Not surprisingly, the new fund investor having 5000 units (purchased at Rs 20 per unit) will also see his investment increase from Rs 1 lakh to Rs 1.2 lakh due to the rise in NAV from Rs 20 to Rs 24.

So inspite of the different number of units held due to different investment NAVs, the eventual value of the investment is the same. This is the reason that concept of low NAV or high NAV is irrelevant. What only matters is the future % increase in NAV. That’s it. Mutual fund schemes should not be judged on their NAVs but on their performance.

This confusion about low NAV vs high NAV arises because many investors make the mistake of looking at the fund’s NAV like stock prices. But that is not the case. Both are very different animals.

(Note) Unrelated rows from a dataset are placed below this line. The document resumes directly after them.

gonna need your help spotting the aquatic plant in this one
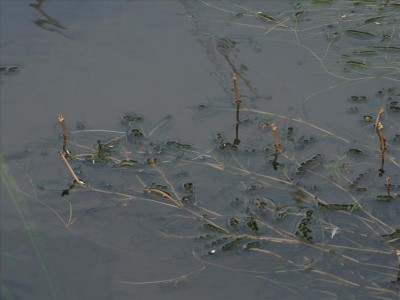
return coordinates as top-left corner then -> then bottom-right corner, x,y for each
47,69 -> 400,298
3,1 -> 400,298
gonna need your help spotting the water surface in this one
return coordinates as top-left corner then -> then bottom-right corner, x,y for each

Low NAV doesn’t mean a cheaper fund. High NAV doesn’t mean an expensive fund.

Is Low NAV cheap? Or is High NAV costly?

These questions are irrelevant as we explained earlier. Only the return on the fund is what matters. Lower NAV doesn’t mean a cheaper or a better mutual fund. Higher NAV doesn’t mean an expensive and costlier mutual fund.

NAV shouldn’t be used to compare funds at all. So don’t fall for the misconception about buying ‘Low NAV’ mutual funds! And it doesn’t really matter whether you invest in a Low NAV or Higher NAV mutual fund.

But what about the New Fund Offers (NFOs) of mutual funds coming at a low NAV of Rs 10 per unit?

If you extrapolate the idea of ‘low NAV is better’ and say that investing in an NFO is good just because it’s priced cheap at Rs 10, then you got it wrong. And it is this myth of ‘NAV of Rs 10 is cheap hence invest in NFO’ that commission-oriented mutual fund distributors love to exploit and convince new investors. I have written in detail about why not to invest in NFOs of mutual funds. If you want, you can read it and understand why investing in NFO isn’t a good idea. So don’t fall for the myth that New fund offers (NFOs) are cheaper since NAV is Rs.10 Low NAV mutual fund doesn’t mean it’s undervalued.

There is another aspect of low NAV vs high NAV.

NAV of direct plans of mutual funds is higher than regular plans. And that is due to the absence of commission (which is paid to regular plan selling mutual fund agents) in direct plans. You can read more about this here at why direct funds will always give higher returns than regular plans. And also read about the difference in direct vs regular plan NAV.

Many times investors search for the lowest NAV mutual funds to invest in. Or for mutual fund NAV below Rs 10. Here is a snapshot of some funds that are available below Rs 10 NAV (as of mid-April 2021) or as many would call it, mutual funds trading at discount to NAV:

Mutual fund NAV below Rs 10
Mutual fund NAV below Rs 10 (Source: Valueresearch mid-April 2021)

But lowest NAV mutual fund doesn’t necessarily mean it is undervalued. So if you are looking for low NAV good mutual funds in India (2023), then get your facts right that NAV doesn’t matter at all.

That is all about buying mutual funds at lower NAV vs higher NAV. Remember that the NAV of a mutual fund being high or low has absolutely no relevance to the decision whether to invest or not.

And here is one more thing to note. If you consider the history of good funds that have proven themselves as the best-performing mutual funds, you will notice that they are not necessarily those with lower NAVs or NAVs below Rs 10.

Preferring low NAV over high NAV can be an erroneous strategy. It’s wrong to think in terms of buying mutual funds at lower NAV vs. buying at higher NAV. So to answer your question that is a mutual fund with low NAV better, then the answer is NO.

So don’t unnecessarily bother about trying to find a low NAV mutual fund list (2023) or the lowest NAV mutual funds in India. There is no right reason to believe the wrong myth of low NAV is cheap or high NAV is good.